Mutant Future Monster Lairs

Derek Holland

Monster lairs are usually not thought of much in monster design, and for good reasons. Many do not have lairs or use existing structures. But there are some that either create their own or alter an existing one so much that it is effectively new. Here are 5 monsters from the MF core book and what I consider typical lairs for each.

Fungoids already have a lair described, underground near pools of radioactive water. They use the water for their larvae. Okay, but not much to go on, so I considered some ideas and came up with a science experiment that children have done for decades, if not centuries. The waters are not only radioactive, they also react to the waste products of the tiny fungal critters by growing crystals. The longer the habitation, the larger the size of these yellow and purple crystals. Eventually the fungoids are forced to evacuate and seek the water elsewhere. Of course the crystals also displace the water, causing it to leak from the pools. In some cases it is nearby and thus the fungoids don't have to move far; in others it drains into the ground water and causes mutations deep in the soil and potentially many miles away after a few years. The crystals are useful to some android and robot communities as weak power sources that slowly release their energy over decades. The machines look to them for survival rather than advancement of their actions. Considering the number of power cells and power plants that are destroyed in the wastes each year, this is a farsighted strategy.

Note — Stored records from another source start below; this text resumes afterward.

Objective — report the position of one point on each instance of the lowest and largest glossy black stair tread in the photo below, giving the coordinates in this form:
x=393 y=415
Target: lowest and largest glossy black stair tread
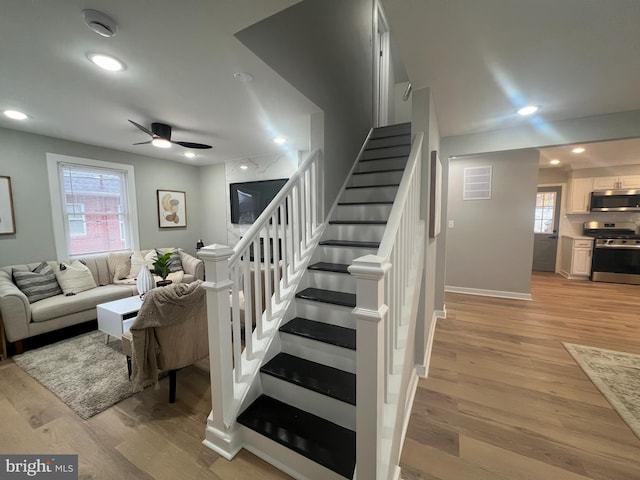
x=326 y=443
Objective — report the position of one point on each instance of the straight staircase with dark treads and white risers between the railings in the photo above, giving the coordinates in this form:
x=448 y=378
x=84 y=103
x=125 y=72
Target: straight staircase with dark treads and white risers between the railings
x=301 y=416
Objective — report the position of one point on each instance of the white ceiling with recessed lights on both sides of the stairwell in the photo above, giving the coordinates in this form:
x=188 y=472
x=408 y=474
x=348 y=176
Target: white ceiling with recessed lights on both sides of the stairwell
x=481 y=58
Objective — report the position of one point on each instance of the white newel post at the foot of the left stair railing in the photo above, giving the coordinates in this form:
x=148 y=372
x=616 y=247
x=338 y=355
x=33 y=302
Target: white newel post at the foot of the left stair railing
x=221 y=433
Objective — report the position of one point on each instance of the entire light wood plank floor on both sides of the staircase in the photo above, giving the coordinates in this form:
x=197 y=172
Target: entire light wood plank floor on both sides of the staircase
x=503 y=400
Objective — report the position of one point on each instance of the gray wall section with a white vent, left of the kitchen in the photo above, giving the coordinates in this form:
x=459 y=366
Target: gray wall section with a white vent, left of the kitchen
x=491 y=244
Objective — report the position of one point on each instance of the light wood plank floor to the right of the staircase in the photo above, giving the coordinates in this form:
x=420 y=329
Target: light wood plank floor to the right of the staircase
x=504 y=399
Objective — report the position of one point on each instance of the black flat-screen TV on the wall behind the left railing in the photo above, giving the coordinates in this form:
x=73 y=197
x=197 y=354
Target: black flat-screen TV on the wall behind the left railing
x=249 y=199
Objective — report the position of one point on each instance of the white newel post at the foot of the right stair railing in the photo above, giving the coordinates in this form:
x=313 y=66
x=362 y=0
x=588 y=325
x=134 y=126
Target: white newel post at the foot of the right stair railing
x=371 y=315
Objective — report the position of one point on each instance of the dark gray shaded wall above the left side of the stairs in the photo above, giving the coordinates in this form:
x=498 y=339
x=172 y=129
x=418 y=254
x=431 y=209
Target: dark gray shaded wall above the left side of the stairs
x=322 y=48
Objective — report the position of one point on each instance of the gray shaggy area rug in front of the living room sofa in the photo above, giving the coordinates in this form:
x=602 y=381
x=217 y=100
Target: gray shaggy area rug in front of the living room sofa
x=84 y=372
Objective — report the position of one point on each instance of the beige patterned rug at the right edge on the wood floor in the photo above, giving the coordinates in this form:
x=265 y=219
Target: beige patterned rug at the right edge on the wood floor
x=617 y=376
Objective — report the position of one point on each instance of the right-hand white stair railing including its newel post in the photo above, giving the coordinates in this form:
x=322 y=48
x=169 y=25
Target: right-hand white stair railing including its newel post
x=387 y=291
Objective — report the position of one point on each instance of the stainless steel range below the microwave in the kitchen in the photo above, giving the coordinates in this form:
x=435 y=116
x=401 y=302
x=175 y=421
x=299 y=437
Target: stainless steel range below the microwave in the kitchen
x=616 y=252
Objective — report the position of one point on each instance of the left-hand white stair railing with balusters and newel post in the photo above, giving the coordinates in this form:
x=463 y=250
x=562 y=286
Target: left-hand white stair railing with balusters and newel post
x=248 y=290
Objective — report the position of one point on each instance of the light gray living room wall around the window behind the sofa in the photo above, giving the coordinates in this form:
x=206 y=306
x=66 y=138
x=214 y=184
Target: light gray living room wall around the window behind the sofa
x=23 y=158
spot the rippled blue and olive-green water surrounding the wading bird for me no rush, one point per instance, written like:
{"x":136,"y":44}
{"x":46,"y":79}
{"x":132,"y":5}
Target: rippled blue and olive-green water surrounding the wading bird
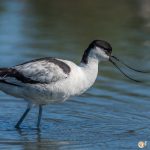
{"x":115,"y":112}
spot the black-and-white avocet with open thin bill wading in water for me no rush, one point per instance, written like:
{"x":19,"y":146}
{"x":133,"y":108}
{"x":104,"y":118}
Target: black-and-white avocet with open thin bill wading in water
{"x":50,"y":80}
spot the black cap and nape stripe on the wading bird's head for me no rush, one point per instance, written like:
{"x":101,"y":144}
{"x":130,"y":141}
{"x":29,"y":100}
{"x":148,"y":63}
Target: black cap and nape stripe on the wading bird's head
{"x":96,"y":43}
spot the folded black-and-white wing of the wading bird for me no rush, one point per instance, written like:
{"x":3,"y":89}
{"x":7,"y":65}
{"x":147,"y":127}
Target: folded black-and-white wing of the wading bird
{"x":44,"y":71}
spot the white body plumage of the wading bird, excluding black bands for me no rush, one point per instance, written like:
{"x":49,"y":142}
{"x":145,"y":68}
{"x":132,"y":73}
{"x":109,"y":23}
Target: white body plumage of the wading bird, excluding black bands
{"x":54,"y":85}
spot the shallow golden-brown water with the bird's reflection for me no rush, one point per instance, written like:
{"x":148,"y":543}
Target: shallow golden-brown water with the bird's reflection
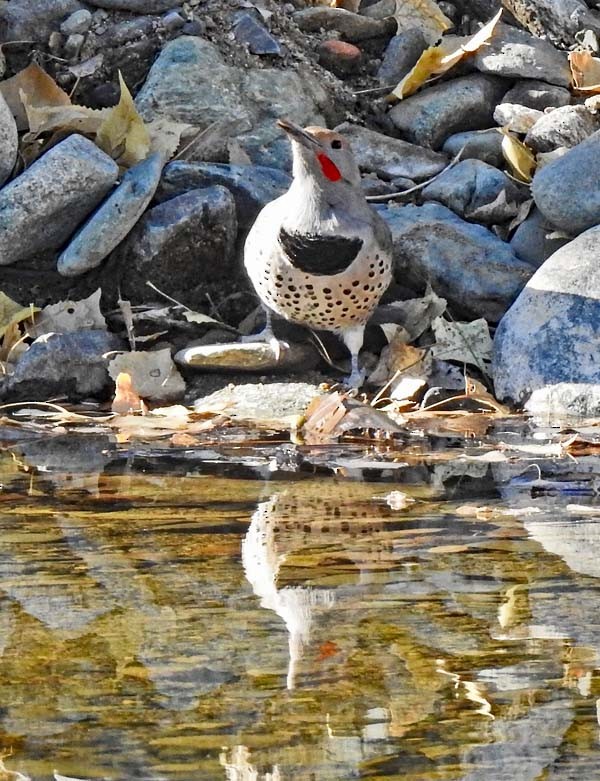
{"x":253,"y":616}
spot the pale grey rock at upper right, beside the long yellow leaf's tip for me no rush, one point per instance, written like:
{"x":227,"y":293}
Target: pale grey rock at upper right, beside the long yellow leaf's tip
{"x":515,"y":54}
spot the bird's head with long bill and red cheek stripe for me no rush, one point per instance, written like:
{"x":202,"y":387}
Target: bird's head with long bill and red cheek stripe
{"x":321,"y":153}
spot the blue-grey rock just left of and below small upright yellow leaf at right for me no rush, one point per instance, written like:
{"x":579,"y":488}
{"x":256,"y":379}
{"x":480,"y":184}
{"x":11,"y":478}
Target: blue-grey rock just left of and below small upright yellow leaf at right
{"x":476,"y":191}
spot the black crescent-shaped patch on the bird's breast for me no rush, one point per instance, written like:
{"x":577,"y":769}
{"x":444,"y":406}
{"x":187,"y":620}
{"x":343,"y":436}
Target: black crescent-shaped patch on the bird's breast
{"x":320,"y":255}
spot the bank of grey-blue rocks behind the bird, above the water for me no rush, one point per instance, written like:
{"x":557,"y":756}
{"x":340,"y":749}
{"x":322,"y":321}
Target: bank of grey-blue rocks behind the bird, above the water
{"x":165,"y":233}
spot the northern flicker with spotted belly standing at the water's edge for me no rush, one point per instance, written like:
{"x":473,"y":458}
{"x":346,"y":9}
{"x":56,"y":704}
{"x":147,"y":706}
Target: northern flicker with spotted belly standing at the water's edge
{"x":319,"y":255}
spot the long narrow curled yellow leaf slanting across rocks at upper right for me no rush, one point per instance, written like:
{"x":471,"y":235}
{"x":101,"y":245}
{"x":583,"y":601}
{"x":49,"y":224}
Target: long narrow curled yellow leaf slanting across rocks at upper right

Kamatas have no listed habitat, much less lair. Considering their lack of hands and apparently poor digging skills, I ended up deciding they are like bower birds and take the lairs of others, be they caves or ruins. The kamatas have a constant electrical charge so they may seek rare metals and exotic matter that make this defense more useful as well as attract mates. Metals simply allow the creature to touch part of their lair and fry creatures in another. The matter could do just about anything, from blind to poison to animate and attack when exposed to the creature's innate charge. Of course the kamata may also be vulnerable to some of these traits.

Mants are intelligent ants with hands. They do have ant like hives but I want to make them different from giant ants and ant horrors. It isn't their mental mutations, but rather their insect ancestry that give them an advantage- sticky silk. They could use it in their hives to create both ways for them to walk on walls and ceilings as well as traps for intruders. The mants are intelligent enough to use technology and artifact enhanced traps are common enough to kill those foolish enough to seek the queen.

Pumpkin men could be the basis of a couple cliches as lairs- pumpkin patches and bone yards from the animals they slay. Eh. I also wanted to avoid the master plant using non-sapient slaves as they do not have mutations that jive with that theme. So I came up with treehouses made of vines. In the case of the typical temperate locations of MF campaigns, I would go with mutant grapevines, but just about any (including pumpkins) can work. Living in trees allow them some sense of security from ground based herbivores and allow them to rain death upon their foes. With a little luck and the right season, they may even use the leaves of the vines or trees as camoflauge.

Vomit flies usually do have lairs oddly (it is in their stat block), but I do not think they would have anything that is typical- just somewhere to rest protected from the elements. What they do have is a cold damage inflicting attack. Their lair will be very chilly and will have cold adapted species living in it. What I ended up with is mutant algae. The slime doesn't have a physical attack, usually, but seems to specialize more in mental mutations. They may end up slaying their hosts and slowly dying from the heat as the lair warms. In any case, they will provide an additional challenge for the PCs who explore the flies' home and see what loot they can find.